Oysa İstanbul Sözleşmesi’ni yetkisi olmamasına rağmen kaldıran Erdoğan, kendisi ile müritlerinin her fırsatta saldırdığı, iptal etmek istediklerini dile getirdikleri 6284 sayılı Ailenin Korunması ve Kadına Karşı Şiddetin Önlenmesine Dair Kanun’u “devrim niteliğinde kanun” diye ilan etti. Suçlarını örtme telaşına düşen dinci-faşist rejimin şefleri, her tarafından riyakarlık dökülen bu tür vaazlarla toplumu kandırabileceklerini sanıyorlar.
Sorumlulardan hesap sormak için
Sermaye düzeni kadının çifte sömürüsünden besleniyor.
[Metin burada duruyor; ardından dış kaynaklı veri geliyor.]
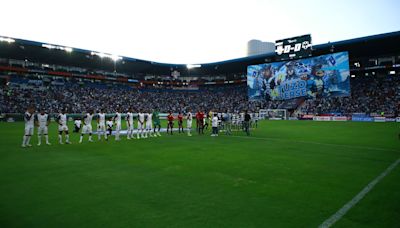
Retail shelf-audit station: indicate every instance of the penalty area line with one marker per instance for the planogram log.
(342, 211)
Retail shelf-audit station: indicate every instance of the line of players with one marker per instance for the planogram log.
(148, 124)
(145, 124)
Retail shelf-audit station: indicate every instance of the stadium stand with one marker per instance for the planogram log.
(78, 81)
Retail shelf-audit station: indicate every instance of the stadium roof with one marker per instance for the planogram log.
(376, 45)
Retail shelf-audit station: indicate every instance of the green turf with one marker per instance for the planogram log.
(287, 174)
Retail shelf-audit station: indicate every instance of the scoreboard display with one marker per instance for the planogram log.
(293, 48)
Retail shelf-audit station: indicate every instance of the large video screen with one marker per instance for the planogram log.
(293, 48)
(316, 77)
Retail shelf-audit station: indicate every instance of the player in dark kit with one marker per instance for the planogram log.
(170, 119)
(180, 122)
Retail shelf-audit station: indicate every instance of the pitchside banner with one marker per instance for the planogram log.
(321, 76)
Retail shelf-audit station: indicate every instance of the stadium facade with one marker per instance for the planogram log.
(372, 57)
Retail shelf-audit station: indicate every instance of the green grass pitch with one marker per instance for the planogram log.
(286, 174)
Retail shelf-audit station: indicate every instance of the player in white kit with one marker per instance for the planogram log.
(129, 124)
(62, 127)
(87, 126)
(117, 121)
(43, 123)
(140, 124)
(189, 119)
(29, 118)
(101, 125)
(149, 124)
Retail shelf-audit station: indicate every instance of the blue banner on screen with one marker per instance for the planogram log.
(316, 77)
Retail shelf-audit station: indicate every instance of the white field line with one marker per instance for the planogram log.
(316, 143)
(342, 211)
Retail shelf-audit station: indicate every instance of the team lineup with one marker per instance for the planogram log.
(148, 124)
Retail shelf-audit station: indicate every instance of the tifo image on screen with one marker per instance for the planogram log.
(150, 114)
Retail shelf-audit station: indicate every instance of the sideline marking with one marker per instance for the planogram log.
(310, 142)
(342, 211)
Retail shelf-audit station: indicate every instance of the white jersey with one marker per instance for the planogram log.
(62, 119)
(87, 120)
(149, 118)
(129, 118)
(117, 118)
(29, 119)
(102, 119)
(42, 119)
(141, 117)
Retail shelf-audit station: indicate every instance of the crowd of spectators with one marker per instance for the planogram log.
(77, 99)
(368, 95)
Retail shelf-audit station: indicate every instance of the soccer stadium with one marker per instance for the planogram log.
(305, 134)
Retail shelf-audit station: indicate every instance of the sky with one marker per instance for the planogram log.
(189, 31)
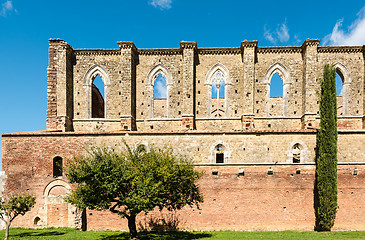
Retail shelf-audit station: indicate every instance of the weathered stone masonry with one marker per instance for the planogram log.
(257, 151)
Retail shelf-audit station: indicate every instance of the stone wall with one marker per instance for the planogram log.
(257, 132)
(129, 74)
(281, 201)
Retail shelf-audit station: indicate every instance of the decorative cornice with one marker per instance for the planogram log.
(311, 42)
(249, 43)
(97, 51)
(188, 45)
(218, 51)
(279, 50)
(342, 49)
(58, 42)
(127, 45)
(161, 51)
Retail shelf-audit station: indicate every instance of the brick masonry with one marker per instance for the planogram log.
(257, 132)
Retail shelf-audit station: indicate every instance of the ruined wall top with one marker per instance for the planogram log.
(203, 89)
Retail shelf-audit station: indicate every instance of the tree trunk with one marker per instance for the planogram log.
(7, 230)
(132, 227)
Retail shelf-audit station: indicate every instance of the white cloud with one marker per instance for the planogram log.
(280, 34)
(6, 7)
(355, 35)
(162, 4)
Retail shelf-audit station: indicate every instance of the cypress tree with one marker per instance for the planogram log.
(326, 164)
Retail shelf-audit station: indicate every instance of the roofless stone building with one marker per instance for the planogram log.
(215, 105)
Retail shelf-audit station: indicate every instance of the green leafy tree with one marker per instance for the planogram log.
(326, 169)
(16, 205)
(133, 181)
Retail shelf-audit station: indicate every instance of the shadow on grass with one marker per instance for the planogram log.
(161, 235)
(36, 233)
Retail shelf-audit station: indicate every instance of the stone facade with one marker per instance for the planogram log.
(257, 151)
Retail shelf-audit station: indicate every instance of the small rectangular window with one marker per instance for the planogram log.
(219, 157)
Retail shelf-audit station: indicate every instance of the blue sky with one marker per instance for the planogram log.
(26, 26)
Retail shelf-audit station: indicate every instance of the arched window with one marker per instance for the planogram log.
(57, 167)
(97, 98)
(219, 153)
(160, 96)
(276, 86)
(297, 148)
(339, 91)
(277, 81)
(158, 83)
(276, 100)
(218, 81)
(343, 81)
(218, 87)
(96, 82)
(36, 220)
Kendi çıkarları uğruna kadına yönelik şiddeti, her türlü yozluğu büyütüp derinleştiriyor. Sermayenin vurucu gücü AKP-MHP iktidarı da gericiliğe yaslanarak kadın düşmanlığını büyütmekte, buldukları her fırsatta kadınların kazanılmış haklarına saldırarak kadının ikincil konumunu pekiştirmek için her yola başvurmaktadır. Yaşanan katliamlardan başta Erdoğan olmak üzere AKP-MHP iktidarının tüm şefleri birinci derecede sorumluluk taşıyor. İster üzerini örtmeye çalışsınlar ister baskı ve saldırganlığı artırarak yıldırmaya çalışsınlar bu gerçeklik toplumun geniş kesimleri tarafından açık seçik görülmektedir. Ne yaparlarsa yapsınlar mızrak çuvala sığmıyor artık.
Sorumluluktan kaçmaya çalışanlar er ya da geç hesap verecekler. Kadınlar, işçiler, emekçiler, gençler gerçekleştirdikleri her eylemde bu sesi yükseltiyorlar. Katliamların hesabını sormak için yükselen bu sesler daha da büyütülmelidir. Kadınların eşit ve özgür yaşayabilmesini sağlamak içinse AKP-MHP iktidarıyla birlikte sermaye düzenini alaşağı etmek gerekiyor. Bu hedefe ancak başta emekçi kadınlar olmak üzere tüm işçi ve emekçilerin birleşik mücadelesi ile ulaşılabilir.